While this is sad, in other ways it is also good news. He had been incapacitated since 2008 because of very early onset Alzheimer’s. This has caused no end of problems for our compatriots in Turkey.
Because nothing like this has occurred since 1461 when the patriarchate was established, there was no mechanism in place to remove him from office and a workaround was nixed by the Turkish government. Five and a half centuries… not a bad run! But something like this was inevitable and should now be addressed for the future.
The person acting in his place, Aram Ateshian, has proven himself to be a tool of the Turkish government to a degree that is probably unprecedented, a far cry from what Armenians living under the Turkish yoke need, and to a reasonable degree got, from Mutafyan and his predecessor Shnorhk Kaloustian. Ateshian torpedoed an attempt to elect a new patriarch last year through the intervention of the Turkish authorities because he was far from assured to be the chosen one.
Sometime soon an election for a new patriarch will be scheduled. This presents an opportunity to choose someone who has the interests of the Armenian communities of Turkey at heart, rather than being on a power trip. Anyone who fits the latter description will always be far more susceptible to the machinations of Ankara in a situation where it is already very challenging to safeguard Armenians from Ankara’s “tender,” anti-Armenian, assimilative mercies.
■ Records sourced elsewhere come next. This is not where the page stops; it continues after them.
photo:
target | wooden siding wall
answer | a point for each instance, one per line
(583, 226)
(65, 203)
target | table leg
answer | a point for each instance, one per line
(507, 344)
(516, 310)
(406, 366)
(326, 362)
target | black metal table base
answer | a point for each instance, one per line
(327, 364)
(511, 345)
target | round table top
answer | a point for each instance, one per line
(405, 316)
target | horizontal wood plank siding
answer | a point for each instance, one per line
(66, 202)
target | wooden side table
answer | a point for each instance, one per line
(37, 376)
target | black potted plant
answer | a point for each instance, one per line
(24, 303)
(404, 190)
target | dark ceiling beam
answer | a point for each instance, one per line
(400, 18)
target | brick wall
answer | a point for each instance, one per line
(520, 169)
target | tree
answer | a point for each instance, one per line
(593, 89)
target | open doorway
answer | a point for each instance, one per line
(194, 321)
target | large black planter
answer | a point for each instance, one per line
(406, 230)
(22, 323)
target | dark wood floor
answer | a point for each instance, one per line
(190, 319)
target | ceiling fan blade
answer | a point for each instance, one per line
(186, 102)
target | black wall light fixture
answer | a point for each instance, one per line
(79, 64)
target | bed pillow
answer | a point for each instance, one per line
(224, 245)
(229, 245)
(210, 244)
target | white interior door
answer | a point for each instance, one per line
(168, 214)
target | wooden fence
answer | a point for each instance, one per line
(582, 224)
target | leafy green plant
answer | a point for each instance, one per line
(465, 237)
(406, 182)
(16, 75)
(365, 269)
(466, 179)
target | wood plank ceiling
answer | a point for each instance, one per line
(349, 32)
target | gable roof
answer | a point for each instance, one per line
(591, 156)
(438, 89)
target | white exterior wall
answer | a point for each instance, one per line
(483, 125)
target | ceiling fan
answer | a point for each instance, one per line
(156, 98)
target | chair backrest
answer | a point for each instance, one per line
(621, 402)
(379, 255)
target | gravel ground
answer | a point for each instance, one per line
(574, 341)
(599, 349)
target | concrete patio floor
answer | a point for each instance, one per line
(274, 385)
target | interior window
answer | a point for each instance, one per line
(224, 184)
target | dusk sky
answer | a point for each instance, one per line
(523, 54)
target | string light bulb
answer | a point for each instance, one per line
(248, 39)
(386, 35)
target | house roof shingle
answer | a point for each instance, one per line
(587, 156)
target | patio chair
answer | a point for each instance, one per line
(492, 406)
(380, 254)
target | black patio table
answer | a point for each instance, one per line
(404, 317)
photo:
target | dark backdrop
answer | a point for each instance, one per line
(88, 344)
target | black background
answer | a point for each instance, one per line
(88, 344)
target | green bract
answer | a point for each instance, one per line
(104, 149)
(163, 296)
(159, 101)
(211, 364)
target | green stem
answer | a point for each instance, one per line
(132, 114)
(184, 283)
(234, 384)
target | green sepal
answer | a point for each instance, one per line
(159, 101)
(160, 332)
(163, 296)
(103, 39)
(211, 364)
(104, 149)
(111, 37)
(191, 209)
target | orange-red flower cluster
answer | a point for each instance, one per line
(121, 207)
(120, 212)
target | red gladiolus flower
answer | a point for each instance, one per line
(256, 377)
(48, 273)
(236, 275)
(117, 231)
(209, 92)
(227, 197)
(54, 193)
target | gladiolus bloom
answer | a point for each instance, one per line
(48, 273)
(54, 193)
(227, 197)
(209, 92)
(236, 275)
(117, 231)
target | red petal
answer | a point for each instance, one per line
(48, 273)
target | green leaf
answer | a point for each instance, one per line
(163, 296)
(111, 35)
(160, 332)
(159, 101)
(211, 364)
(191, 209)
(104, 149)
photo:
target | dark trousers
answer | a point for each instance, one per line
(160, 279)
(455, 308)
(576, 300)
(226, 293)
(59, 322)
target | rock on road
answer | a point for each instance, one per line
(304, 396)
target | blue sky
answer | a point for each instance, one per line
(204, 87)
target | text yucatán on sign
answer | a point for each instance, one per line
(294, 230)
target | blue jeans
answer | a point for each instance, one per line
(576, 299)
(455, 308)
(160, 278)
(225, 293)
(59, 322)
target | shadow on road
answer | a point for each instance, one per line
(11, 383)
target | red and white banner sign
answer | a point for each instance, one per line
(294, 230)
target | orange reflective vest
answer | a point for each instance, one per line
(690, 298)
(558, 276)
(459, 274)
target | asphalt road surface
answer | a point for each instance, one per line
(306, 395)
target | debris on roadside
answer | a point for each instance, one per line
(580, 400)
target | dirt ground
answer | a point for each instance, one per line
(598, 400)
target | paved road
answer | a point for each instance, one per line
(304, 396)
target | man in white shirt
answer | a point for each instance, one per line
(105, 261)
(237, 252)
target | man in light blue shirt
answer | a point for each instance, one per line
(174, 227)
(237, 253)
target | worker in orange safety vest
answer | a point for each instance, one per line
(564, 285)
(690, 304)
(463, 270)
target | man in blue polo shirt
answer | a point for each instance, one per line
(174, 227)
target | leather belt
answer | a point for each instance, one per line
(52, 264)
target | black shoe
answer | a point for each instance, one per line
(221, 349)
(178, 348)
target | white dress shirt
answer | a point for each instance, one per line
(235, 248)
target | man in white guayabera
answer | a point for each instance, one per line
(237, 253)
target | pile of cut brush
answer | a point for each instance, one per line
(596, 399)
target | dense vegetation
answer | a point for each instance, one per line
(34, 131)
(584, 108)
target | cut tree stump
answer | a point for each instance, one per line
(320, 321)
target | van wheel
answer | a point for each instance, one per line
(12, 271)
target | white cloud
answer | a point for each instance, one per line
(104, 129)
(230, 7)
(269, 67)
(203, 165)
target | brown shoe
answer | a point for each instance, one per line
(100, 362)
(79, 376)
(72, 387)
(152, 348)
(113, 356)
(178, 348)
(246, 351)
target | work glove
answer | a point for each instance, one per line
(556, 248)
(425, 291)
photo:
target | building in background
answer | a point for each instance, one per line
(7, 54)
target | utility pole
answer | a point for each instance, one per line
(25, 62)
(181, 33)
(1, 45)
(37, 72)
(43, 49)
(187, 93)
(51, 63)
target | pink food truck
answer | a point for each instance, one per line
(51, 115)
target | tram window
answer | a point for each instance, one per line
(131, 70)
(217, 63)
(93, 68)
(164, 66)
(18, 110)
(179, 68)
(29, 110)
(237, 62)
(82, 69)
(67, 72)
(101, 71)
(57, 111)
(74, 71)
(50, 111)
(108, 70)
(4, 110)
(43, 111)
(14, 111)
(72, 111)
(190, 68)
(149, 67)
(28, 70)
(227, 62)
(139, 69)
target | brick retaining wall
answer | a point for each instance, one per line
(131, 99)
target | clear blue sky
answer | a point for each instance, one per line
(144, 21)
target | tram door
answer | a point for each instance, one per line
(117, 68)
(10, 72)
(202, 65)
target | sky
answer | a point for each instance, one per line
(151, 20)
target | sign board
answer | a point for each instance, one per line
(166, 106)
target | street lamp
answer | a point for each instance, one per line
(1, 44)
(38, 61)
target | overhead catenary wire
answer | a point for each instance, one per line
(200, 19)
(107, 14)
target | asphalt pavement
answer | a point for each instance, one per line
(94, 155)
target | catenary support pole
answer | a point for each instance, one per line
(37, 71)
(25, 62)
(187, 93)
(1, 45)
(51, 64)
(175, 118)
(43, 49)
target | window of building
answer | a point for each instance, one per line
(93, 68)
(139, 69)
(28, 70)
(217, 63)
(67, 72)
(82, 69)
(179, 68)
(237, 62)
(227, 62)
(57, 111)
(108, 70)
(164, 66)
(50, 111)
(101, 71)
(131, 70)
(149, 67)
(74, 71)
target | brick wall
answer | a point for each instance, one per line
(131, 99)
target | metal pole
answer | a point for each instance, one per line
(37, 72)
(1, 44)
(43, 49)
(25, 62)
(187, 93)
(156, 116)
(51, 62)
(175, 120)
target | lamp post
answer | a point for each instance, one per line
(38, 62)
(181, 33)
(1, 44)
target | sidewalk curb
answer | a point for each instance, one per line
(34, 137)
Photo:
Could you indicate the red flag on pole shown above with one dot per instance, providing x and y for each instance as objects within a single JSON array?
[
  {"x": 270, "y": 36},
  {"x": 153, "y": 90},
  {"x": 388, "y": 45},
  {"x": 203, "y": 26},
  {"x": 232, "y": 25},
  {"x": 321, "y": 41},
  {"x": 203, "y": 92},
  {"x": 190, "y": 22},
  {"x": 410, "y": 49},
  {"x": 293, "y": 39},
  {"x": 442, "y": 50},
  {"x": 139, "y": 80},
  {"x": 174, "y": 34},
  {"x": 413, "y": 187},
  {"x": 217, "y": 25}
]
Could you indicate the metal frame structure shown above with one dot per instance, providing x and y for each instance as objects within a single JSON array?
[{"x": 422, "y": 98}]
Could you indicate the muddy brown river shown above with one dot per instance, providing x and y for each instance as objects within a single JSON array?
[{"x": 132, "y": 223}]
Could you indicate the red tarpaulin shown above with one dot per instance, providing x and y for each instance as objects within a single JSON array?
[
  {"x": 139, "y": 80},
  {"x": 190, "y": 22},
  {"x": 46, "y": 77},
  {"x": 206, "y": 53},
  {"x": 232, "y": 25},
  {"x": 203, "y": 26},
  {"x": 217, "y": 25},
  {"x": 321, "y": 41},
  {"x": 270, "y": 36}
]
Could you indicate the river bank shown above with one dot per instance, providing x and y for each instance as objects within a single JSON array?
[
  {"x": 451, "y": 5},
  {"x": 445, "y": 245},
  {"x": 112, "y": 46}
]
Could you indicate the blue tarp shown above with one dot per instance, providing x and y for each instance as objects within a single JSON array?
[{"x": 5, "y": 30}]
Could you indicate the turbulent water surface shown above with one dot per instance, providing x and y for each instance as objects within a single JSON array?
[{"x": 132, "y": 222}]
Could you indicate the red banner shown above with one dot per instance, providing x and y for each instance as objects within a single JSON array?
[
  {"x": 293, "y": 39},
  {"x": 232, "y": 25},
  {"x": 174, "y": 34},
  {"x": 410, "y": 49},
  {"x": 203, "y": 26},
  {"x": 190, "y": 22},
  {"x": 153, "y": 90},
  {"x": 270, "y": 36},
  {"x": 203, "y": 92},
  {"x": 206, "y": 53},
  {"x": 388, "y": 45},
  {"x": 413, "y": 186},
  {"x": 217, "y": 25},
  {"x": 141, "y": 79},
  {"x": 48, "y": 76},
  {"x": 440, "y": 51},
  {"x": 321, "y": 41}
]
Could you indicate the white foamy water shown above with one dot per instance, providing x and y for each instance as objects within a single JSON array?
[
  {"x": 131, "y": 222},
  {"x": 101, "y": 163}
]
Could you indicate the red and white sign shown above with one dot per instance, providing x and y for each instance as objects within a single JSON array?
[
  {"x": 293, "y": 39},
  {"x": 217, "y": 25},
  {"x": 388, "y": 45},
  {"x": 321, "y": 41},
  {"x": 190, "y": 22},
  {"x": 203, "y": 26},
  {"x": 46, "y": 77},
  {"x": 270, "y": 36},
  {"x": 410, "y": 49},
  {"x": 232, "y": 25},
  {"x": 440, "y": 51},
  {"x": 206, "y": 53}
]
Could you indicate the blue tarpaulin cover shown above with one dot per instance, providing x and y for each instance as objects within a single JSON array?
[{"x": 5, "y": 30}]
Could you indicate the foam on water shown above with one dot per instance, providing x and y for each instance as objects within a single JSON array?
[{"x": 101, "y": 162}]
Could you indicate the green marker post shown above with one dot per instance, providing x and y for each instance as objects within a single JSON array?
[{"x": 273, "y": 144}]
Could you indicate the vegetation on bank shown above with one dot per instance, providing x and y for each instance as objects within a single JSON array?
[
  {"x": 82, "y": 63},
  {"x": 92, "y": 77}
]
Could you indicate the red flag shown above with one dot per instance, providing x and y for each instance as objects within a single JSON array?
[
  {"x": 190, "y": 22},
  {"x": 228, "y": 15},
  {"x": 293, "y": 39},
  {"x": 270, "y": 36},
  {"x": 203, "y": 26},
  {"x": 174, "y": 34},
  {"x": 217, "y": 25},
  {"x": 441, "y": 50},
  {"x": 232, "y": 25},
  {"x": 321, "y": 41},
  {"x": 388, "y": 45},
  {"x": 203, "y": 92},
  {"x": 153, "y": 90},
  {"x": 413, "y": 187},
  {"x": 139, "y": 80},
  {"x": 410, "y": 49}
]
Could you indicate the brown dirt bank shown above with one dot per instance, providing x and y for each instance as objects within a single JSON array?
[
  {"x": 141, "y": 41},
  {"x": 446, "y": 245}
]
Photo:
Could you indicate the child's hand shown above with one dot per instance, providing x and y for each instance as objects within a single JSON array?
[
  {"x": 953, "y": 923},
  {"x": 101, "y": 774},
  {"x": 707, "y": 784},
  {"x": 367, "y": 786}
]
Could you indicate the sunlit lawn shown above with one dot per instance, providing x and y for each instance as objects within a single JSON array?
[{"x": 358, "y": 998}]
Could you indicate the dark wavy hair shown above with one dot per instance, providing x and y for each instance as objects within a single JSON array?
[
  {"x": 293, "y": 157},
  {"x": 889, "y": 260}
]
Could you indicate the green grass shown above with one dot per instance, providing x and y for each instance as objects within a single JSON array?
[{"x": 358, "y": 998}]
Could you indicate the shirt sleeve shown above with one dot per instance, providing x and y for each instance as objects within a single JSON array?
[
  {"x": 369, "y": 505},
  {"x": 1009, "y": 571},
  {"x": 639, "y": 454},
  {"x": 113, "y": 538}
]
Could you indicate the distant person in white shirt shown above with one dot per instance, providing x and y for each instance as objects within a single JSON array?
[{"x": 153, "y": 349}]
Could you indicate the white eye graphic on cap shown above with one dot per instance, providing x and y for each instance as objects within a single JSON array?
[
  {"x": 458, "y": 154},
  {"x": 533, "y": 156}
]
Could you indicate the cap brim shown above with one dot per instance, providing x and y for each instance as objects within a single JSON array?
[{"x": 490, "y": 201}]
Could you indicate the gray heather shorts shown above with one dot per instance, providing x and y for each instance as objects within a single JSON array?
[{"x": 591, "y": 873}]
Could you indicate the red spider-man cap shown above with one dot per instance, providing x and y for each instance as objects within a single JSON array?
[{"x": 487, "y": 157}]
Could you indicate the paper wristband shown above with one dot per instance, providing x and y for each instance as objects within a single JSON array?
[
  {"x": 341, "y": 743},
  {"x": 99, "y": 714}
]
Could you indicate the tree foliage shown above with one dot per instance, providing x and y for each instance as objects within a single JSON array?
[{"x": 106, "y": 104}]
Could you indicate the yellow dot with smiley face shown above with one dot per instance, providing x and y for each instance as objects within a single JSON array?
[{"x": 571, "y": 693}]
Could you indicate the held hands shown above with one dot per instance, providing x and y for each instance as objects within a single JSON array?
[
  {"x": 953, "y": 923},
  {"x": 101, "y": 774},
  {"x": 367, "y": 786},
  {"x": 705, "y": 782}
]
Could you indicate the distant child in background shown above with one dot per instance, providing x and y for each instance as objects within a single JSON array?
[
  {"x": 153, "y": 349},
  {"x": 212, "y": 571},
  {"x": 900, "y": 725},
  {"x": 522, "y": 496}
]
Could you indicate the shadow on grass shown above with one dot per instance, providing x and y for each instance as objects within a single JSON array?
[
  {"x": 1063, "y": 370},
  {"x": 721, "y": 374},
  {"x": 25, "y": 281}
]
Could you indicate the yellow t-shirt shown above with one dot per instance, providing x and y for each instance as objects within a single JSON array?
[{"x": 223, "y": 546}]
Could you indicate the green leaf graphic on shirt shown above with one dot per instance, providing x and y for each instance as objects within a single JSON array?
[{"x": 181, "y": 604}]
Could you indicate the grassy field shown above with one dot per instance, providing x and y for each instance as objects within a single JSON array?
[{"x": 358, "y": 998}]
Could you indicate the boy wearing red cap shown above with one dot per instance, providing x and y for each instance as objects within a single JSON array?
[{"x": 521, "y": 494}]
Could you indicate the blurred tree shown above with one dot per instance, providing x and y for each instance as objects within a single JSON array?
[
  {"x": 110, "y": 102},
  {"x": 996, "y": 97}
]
There must be a mechanism in place to replace a future patriarch whose health deteriorates to the point where he cannot perform his duties.
I do not know the rules of the various church meetings that will be held and what is permitted on the agendas of such meetings. But the other important issue to be addressed is the one Mutafyan’s condition confronted us with. There must be a mechanism in place to replace a future patriarch whose health deteriorates to the point where he cannot perform his duties.
At the same time, great caution must be exercised because a health-based replacement procedure could be manipulated and abused. Safeguards must be built in so that some faction in the community that comes to dislike a patriarch cannot abuse “health” as a convenient, but unfounded, tool to discard a sitting patriarch.
This is also an opportunity to maximize the independence of the patriarchate from Ankara’s intrusions. A self-confident approach by our community, leading to the election of a patriarch who enjoys broad support will give him much greater ability to stand up to inappropriate involvement by Turkish authorities.
Armenian member of Turkish parliament Garo Paylan has advocated that Ankara keep its nose clear of the Armenian community’s business. In Defense of Christians, an advocacy group, has also issued a call for Ankara not to intrude.
Let’s all join in the effort to enable ALL Armenians in Turkey, perhaps even the Islamicized ones, to have a clean patriarchal election and enactment of church rules to address future instances of patriarchal incapacity.